Results were grouped into four main areas which represented the main departments in the hospital including Trauma & Orthopedics, Surgery, Medicine and ITU.

All results from Bed.P.A.C were directly shared with the clinical staff in each team and workshops were then used to encourage discussion around bed allocation. From these workshops and also individual meetings, the team devised and investigated many ‘what if?’ scenarios.

These sessions enthused, motivated and engaged clinical staff in the overall process and consequently they provided invaluable insight which could be effectively incorporated into the further discussions.

The accuracy and sophistication of Bed.P.A.C’s report gained the immediate respect of the team and enabled productive and proactive discussions about the current state of processes and how they could then be improved.

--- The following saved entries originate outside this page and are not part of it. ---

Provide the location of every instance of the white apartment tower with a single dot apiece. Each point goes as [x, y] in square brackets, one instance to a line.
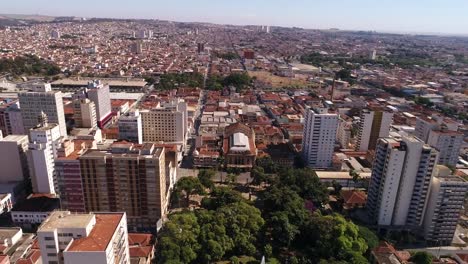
[319, 137]
[84, 113]
[45, 141]
[130, 127]
[399, 186]
[41, 99]
[448, 143]
[443, 208]
[13, 159]
[98, 238]
[167, 122]
[374, 124]
[99, 94]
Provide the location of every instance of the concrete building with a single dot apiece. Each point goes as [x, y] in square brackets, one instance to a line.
[374, 124]
[5, 203]
[98, 238]
[13, 159]
[344, 133]
[399, 185]
[319, 137]
[41, 99]
[444, 206]
[448, 143]
[130, 127]
[167, 123]
[68, 174]
[45, 140]
[129, 178]
[84, 113]
[31, 212]
[99, 94]
[11, 121]
[239, 146]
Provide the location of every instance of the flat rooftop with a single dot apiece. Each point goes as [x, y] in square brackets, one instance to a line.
[14, 138]
[37, 204]
[100, 236]
[64, 219]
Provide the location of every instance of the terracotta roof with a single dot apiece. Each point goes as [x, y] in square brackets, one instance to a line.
[354, 197]
[140, 251]
[139, 239]
[33, 257]
[100, 236]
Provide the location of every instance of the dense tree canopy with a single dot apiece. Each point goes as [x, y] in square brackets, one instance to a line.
[205, 236]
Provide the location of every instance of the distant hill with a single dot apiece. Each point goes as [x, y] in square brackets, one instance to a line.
[38, 18]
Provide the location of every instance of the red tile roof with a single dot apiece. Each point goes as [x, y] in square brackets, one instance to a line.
[100, 236]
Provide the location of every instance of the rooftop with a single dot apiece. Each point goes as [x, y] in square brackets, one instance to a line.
[100, 236]
[64, 219]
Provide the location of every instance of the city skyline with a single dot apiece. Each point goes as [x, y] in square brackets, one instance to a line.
[389, 16]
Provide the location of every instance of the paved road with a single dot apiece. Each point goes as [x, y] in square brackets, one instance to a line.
[243, 178]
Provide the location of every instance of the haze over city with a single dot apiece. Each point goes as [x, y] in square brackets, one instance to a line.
[233, 132]
[418, 16]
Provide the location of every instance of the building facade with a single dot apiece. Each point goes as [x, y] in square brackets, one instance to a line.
[45, 140]
[399, 185]
[84, 113]
[129, 178]
[448, 143]
[40, 100]
[98, 238]
[444, 208]
[319, 137]
[99, 94]
[167, 123]
[374, 124]
[239, 146]
[130, 127]
[13, 158]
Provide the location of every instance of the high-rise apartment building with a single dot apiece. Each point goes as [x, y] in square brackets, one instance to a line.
[68, 175]
[129, 178]
[41, 99]
[167, 122]
[444, 206]
[319, 137]
[374, 124]
[448, 143]
[99, 94]
[84, 113]
[13, 159]
[45, 140]
[424, 126]
[11, 121]
[130, 127]
[344, 133]
[98, 238]
[399, 186]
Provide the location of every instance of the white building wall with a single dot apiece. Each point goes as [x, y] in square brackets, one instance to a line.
[390, 189]
[319, 138]
[51, 103]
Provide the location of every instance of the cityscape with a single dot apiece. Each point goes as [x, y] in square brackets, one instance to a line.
[139, 141]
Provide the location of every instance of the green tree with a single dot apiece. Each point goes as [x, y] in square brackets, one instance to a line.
[189, 185]
[178, 240]
[332, 236]
[422, 257]
[221, 196]
[206, 178]
[369, 236]
[282, 231]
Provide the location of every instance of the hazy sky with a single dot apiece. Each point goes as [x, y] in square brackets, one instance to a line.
[426, 16]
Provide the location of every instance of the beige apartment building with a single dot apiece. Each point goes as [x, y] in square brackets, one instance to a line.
[129, 178]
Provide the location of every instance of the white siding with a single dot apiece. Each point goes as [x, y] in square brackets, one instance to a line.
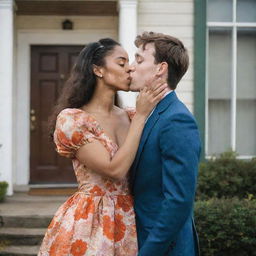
[174, 18]
[80, 22]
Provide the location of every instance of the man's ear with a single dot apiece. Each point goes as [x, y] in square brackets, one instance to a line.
[162, 68]
[97, 71]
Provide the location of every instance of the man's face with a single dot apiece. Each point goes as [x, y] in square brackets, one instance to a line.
[144, 68]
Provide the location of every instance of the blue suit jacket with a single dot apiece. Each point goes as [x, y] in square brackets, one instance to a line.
[163, 181]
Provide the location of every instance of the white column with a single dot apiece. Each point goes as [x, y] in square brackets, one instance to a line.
[6, 92]
[127, 34]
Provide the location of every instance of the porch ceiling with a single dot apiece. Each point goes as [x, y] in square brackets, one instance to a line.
[106, 8]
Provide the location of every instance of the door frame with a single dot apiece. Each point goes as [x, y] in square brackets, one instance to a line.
[26, 38]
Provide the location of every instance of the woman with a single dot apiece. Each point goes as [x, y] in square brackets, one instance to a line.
[98, 137]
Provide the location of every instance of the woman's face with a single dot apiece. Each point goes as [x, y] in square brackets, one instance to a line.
[116, 72]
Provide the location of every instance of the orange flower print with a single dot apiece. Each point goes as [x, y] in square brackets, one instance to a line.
[78, 248]
[124, 202]
[77, 137]
[108, 227]
[84, 209]
[97, 191]
[61, 243]
[119, 228]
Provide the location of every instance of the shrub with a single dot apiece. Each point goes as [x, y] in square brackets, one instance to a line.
[3, 189]
[227, 176]
[226, 227]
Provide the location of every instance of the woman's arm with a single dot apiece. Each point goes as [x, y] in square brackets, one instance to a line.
[96, 157]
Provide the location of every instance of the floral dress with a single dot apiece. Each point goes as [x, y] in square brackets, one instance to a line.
[98, 220]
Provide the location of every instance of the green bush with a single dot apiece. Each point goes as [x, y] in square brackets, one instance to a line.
[226, 227]
[3, 190]
[228, 177]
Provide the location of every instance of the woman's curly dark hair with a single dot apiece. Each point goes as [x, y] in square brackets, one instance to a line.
[79, 88]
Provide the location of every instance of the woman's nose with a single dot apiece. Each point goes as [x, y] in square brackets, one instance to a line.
[131, 68]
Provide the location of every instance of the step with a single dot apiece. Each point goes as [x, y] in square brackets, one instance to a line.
[21, 236]
[26, 221]
[23, 250]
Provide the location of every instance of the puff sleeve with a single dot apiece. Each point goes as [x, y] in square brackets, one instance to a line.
[71, 132]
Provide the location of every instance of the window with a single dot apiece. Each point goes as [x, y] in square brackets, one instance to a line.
[231, 77]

“Consultants have been particularly impressed by our ability to recognize the maximum bed requirements and how often a certain number of beds will be utilized rather than referring to average bed requirements. Bed.P.A.C. has given our commissioners assurance on capacity that exists to deliver agreed demand plan with the exception of specific identified areas.”

Iain Hendey, Deputy Director - Information Finance & Performance Information Service Isle of Wight, NHS Trust

What were the results of the project?


Using SIMUL8’s Bed.P.A.C’s simulation tool, it was evident that in order to meet the Isle of Wight’s demand, more beds were required. With the insight provided, constructive system wide discussions via the systems resilience group could be had to resolve bed capacity issues.

Isle of Wight have been able to use simulation to reconfigure beds in hospital, allowing for increasing bed capacity for medical patients by approximately 17%.

It was also identified that these beds did not necessarily have to be within the hospital but instead could be placed within the community or even in the homes of patients with additional support.

Bed.P.A.C has excelled in helping the Isle of Wight NHS Trust manage and maintain the complex balance between acute and community care.